There's a reason that Supreme Court Justices -- along with the Joint Chiefs of Staff -- never applaud or otherwise express any reaction at a State of the Union address. It's vital -- both as a matter of perception and reality -- that those institutions remain apolitical, separate and detached from partisan wars. The Court's pronouncements on (and resolutions of) the most inflammatory and passionate political disputes retain legitimacy only if they possess a credible claim to being objectively grounded in law and the Constitution, not political considerations.If I could take the liberty, I'd like to issue a stern head shake of my own. Greenwald is missing the point. Alito had already, by siding with the majority position in Citizens United, disagreed with what Obama said in that section of his speech. He had already made -- and voiced -- the decision that Obama was wrong in saying that the Supreme Court's decision effectively limited or perverted free speech.

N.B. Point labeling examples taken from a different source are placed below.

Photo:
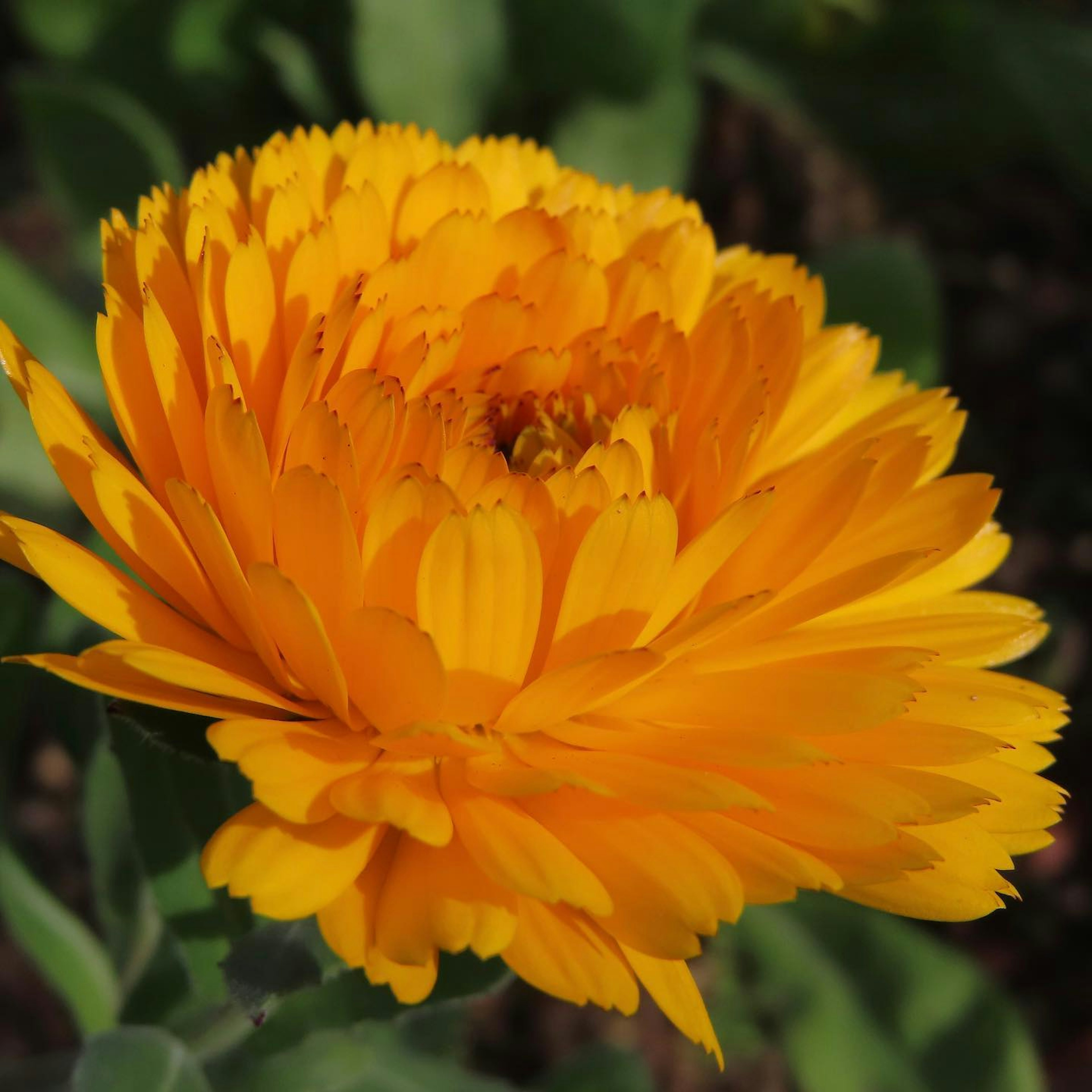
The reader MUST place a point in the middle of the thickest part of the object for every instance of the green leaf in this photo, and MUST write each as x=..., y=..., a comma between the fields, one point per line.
x=148, y=1060
x=65, y=29
x=432, y=61
x=176, y=803
x=347, y=1000
x=297, y=71
x=1046, y=63
x=601, y=1068
x=69, y=956
x=750, y=76
x=64, y=339
x=369, y=1058
x=271, y=961
x=96, y=147
x=166, y=730
x=124, y=901
x=862, y=1002
x=888, y=287
x=647, y=143
x=200, y=38
x=613, y=48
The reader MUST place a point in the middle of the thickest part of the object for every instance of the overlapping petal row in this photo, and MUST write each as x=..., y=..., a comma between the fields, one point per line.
x=562, y=584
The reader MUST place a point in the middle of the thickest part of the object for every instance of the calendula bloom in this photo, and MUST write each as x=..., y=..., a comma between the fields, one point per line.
x=561, y=584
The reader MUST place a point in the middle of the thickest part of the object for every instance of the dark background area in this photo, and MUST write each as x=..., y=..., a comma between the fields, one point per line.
x=933, y=159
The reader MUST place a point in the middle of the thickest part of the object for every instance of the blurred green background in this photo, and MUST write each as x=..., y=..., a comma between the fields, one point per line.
x=933, y=159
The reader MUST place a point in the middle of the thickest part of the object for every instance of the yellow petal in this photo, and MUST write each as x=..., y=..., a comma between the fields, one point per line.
x=480, y=597
x=394, y=670
x=287, y=870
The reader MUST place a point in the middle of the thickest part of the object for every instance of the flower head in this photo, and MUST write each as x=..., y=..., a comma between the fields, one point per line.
x=561, y=584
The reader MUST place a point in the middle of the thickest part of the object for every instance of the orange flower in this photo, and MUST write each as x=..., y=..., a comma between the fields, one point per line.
x=562, y=584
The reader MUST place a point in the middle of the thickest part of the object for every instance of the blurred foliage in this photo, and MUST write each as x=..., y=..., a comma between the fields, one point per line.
x=109, y=98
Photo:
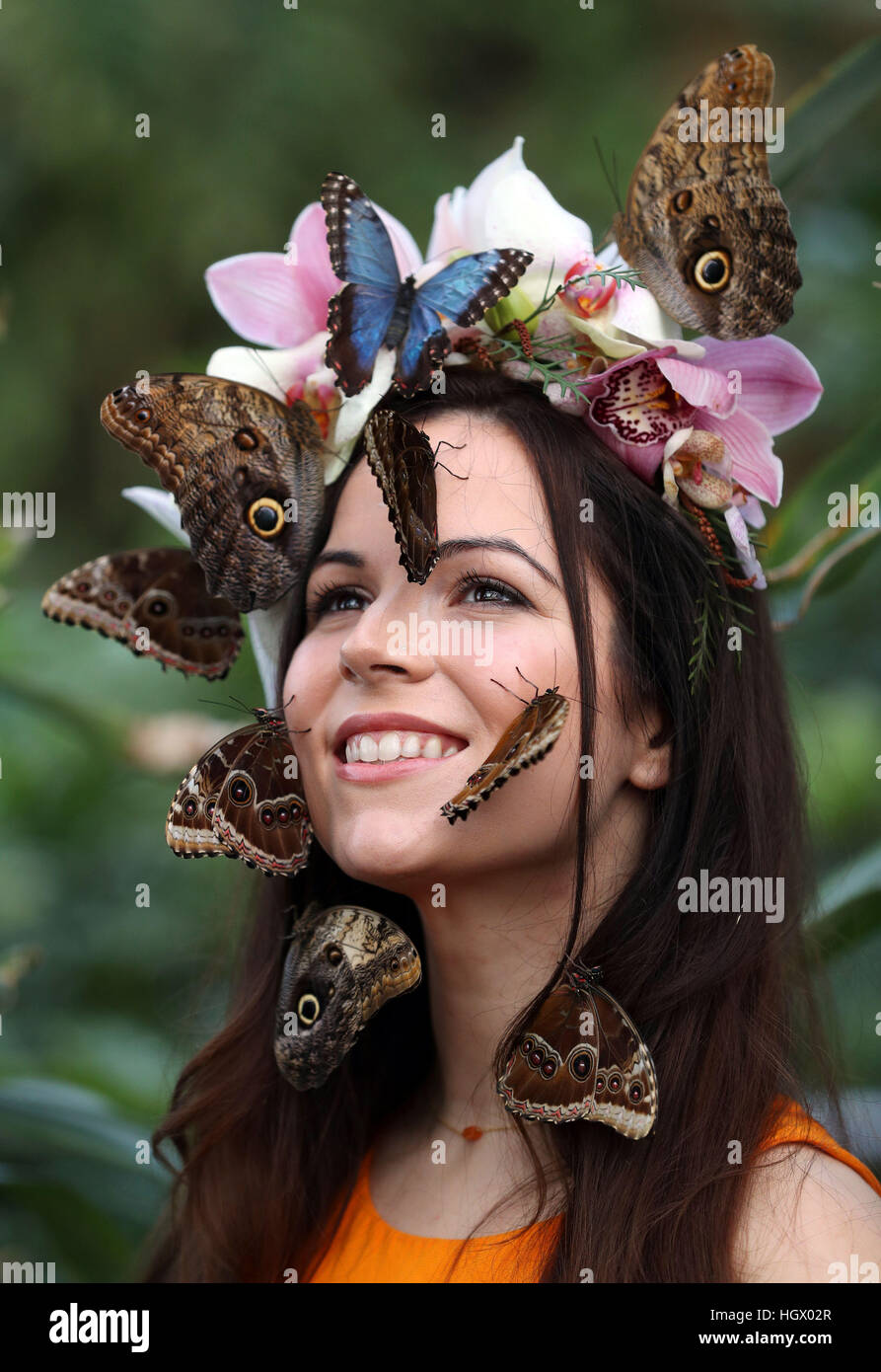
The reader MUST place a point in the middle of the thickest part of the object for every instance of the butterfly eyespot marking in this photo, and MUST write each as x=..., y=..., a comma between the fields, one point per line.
x=308, y=1009
x=581, y=1066
x=246, y=439
x=266, y=516
x=242, y=791
x=712, y=270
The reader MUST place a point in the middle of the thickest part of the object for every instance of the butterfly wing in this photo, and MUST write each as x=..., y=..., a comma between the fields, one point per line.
x=692, y=203
x=527, y=739
x=342, y=966
x=404, y=464
x=189, y=825
x=361, y=254
x=245, y=470
x=462, y=292
x=158, y=590
x=260, y=812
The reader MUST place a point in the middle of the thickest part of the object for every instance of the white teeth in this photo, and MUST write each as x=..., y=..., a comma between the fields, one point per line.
x=389, y=748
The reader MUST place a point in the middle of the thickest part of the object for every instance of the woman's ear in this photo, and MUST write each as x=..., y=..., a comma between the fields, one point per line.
x=649, y=767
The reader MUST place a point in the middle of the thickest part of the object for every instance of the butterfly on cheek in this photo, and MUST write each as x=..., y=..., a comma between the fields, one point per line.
x=154, y=601
x=343, y=963
x=582, y=1058
x=702, y=222
x=243, y=799
x=245, y=470
x=376, y=309
x=527, y=739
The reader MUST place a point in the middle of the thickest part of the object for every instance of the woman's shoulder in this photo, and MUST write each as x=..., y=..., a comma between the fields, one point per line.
x=810, y=1213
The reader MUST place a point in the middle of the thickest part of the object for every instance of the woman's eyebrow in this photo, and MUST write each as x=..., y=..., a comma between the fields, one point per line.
x=452, y=548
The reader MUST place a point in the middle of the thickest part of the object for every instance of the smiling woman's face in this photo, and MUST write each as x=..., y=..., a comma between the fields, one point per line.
x=420, y=722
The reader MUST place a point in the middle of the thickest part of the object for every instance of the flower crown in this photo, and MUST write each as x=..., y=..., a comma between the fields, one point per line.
x=702, y=412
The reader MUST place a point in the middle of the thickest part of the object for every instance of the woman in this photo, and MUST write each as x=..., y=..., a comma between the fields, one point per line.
x=371, y=1178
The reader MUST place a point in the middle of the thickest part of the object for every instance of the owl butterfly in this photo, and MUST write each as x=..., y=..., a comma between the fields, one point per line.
x=403, y=461
x=243, y=800
x=527, y=739
x=702, y=222
x=245, y=470
x=342, y=966
x=155, y=602
x=582, y=1058
x=379, y=309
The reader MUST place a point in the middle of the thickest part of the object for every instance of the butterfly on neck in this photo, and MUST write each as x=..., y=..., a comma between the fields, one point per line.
x=378, y=309
x=154, y=600
x=342, y=964
x=245, y=470
x=582, y=1058
x=702, y=221
x=243, y=799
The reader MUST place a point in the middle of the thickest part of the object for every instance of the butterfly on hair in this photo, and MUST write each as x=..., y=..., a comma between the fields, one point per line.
x=582, y=1058
x=527, y=739
x=404, y=463
x=154, y=600
x=243, y=799
x=702, y=222
x=342, y=964
x=376, y=309
x=245, y=470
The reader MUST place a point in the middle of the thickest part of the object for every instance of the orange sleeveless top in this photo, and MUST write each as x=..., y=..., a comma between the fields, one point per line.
x=368, y=1250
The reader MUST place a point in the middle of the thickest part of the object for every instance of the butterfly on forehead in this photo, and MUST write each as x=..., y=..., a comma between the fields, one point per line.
x=245, y=470
x=376, y=309
x=342, y=966
x=243, y=799
x=702, y=222
x=527, y=739
x=154, y=600
x=582, y=1058
x=404, y=463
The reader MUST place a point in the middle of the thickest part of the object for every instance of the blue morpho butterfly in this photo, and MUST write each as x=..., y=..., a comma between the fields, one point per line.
x=378, y=308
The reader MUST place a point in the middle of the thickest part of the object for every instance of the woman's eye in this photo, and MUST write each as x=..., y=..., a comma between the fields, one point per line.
x=486, y=590
x=333, y=600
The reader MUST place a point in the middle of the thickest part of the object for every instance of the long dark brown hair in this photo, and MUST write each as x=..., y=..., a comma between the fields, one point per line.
x=726, y=1005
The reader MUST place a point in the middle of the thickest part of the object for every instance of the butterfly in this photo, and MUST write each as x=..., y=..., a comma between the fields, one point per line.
x=243, y=800
x=702, y=222
x=342, y=966
x=582, y=1058
x=153, y=600
x=527, y=739
x=245, y=470
x=403, y=461
x=379, y=309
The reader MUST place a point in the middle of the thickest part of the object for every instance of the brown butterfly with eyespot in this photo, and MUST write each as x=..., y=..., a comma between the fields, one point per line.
x=527, y=739
x=582, y=1058
x=245, y=470
x=403, y=461
x=243, y=799
x=342, y=966
x=702, y=222
x=154, y=600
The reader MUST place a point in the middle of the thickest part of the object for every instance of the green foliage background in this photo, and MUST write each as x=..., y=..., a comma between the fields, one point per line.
x=105, y=238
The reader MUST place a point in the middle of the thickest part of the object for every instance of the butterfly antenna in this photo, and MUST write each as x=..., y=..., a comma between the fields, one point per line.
x=610, y=180
x=509, y=690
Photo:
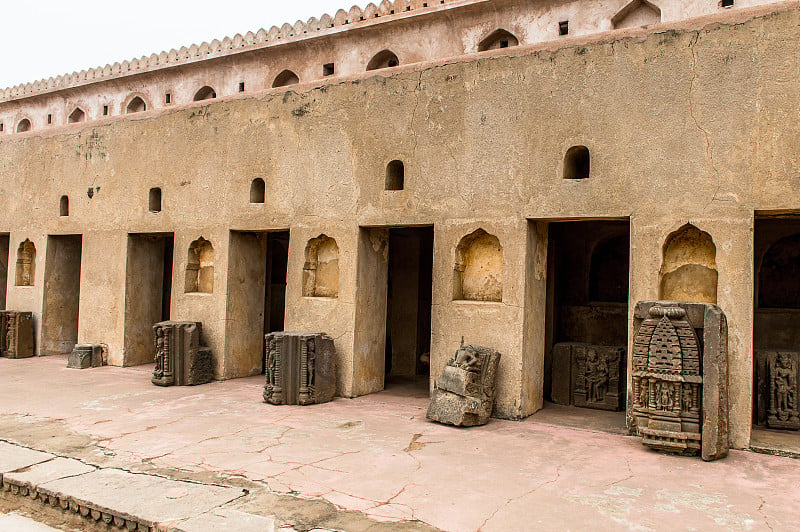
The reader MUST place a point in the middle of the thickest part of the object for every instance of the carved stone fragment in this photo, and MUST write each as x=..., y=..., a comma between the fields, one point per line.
x=87, y=356
x=300, y=368
x=589, y=376
x=464, y=393
x=679, y=384
x=16, y=334
x=180, y=359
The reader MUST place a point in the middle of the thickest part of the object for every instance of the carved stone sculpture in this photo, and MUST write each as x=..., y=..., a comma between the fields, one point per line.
x=589, y=376
x=464, y=393
x=16, y=334
x=87, y=356
x=679, y=383
x=180, y=359
x=300, y=368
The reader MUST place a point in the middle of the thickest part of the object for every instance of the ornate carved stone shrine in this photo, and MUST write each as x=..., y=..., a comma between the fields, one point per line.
x=589, y=376
x=180, y=359
x=679, y=378
x=16, y=334
x=87, y=356
x=300, y=368
x=464, y=393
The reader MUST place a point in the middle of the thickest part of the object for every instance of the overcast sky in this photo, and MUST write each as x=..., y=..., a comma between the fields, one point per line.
x=43, y=38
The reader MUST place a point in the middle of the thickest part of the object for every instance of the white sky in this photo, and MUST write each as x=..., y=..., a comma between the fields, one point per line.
x=43, y=38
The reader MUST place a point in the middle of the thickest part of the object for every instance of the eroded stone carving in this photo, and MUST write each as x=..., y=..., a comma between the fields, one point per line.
x=16, y=334
x=464, y=393
x=679, y=383
x=299, y=368
x=180, y=359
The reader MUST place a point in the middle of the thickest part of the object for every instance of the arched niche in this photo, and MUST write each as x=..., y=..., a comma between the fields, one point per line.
x=200, y=267
x=689, y=270
x=635, y=14
x=498, y=39
x=205, y=93
x=478, y=274
x=383, y=59
x=286, y=78
x=26, y=264
x=321, y=269
x=609, y=270
x=779, y=275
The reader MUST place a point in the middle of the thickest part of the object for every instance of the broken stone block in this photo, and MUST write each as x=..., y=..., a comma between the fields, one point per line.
x=16, y=334
x=87, y=356
x=300, y=368
x=180, y=359
x=464, y=393
x=679, y=392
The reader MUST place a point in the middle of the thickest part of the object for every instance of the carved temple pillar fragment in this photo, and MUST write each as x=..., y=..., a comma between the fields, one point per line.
x=16, y=334
x=180, y=359
x=678, y=398
x=300, y=368
x=464, y=393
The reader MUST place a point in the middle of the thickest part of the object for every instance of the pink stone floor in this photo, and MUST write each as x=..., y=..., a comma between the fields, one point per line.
x=377, y=454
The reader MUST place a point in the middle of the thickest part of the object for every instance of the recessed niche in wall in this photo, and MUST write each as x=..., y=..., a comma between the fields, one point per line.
x=205, y=93
x=383, y=59
x=286, y=78
x=321, y=269
x=689, y=269
x=154, y=200
x=136, y=105
x=478, y=274
x=498, y=39
x=577, y=163
x=200, y=267
x=26, y=264
x=395, y=175
x=257, y=190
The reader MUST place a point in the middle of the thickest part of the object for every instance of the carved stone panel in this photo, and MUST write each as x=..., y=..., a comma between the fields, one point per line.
x=300, y=368
x=16, y=334
x=180, y=359
x=679, y=392
x=87, y=356
x=464, y=393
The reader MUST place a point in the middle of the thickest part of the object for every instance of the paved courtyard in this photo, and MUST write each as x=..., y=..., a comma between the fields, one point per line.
x=375, y=463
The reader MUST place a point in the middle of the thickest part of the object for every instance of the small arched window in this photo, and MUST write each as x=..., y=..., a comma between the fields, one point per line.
x=383, y=59
x=498, y=39
x=286, y=78
x=76, y=116
x=395, y=175
x=577, y=163
x=257, y=190
x=205, y=93
x=136, y=105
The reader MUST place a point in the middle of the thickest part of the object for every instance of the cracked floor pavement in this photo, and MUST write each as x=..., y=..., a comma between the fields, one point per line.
x=379, y=463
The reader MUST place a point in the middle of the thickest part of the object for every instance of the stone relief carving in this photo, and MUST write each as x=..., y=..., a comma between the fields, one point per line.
x=464, y=393
x=300, y=368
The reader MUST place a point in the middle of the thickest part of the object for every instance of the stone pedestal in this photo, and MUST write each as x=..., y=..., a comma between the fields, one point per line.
x=16, y=334
x=678, y=399
x=180, y=359
x=589, y=376
x=87, y=356
x=464, y=393
x=300, y=368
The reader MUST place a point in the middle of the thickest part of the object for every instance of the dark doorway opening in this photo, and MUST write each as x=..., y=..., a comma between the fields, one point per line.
x=586, y=324
x=148, y=292
x=62, y=283
x=408, y=305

Alito was fully within his rights to shake his head. Indeed, as Althouse notes, it was indecorous of President Obama to so vehemently attack the Court in a speech that should have instead focused on politics"
I think that if they knew they were going to have to listen to that kind of in-your-face disrespect, they wouldn't have done the President the honor of sitting there, providing the scenery. But they were there, and I'm not going to criticize Alito for moving his lips and letting us see a silent defense of the judicial branch of government.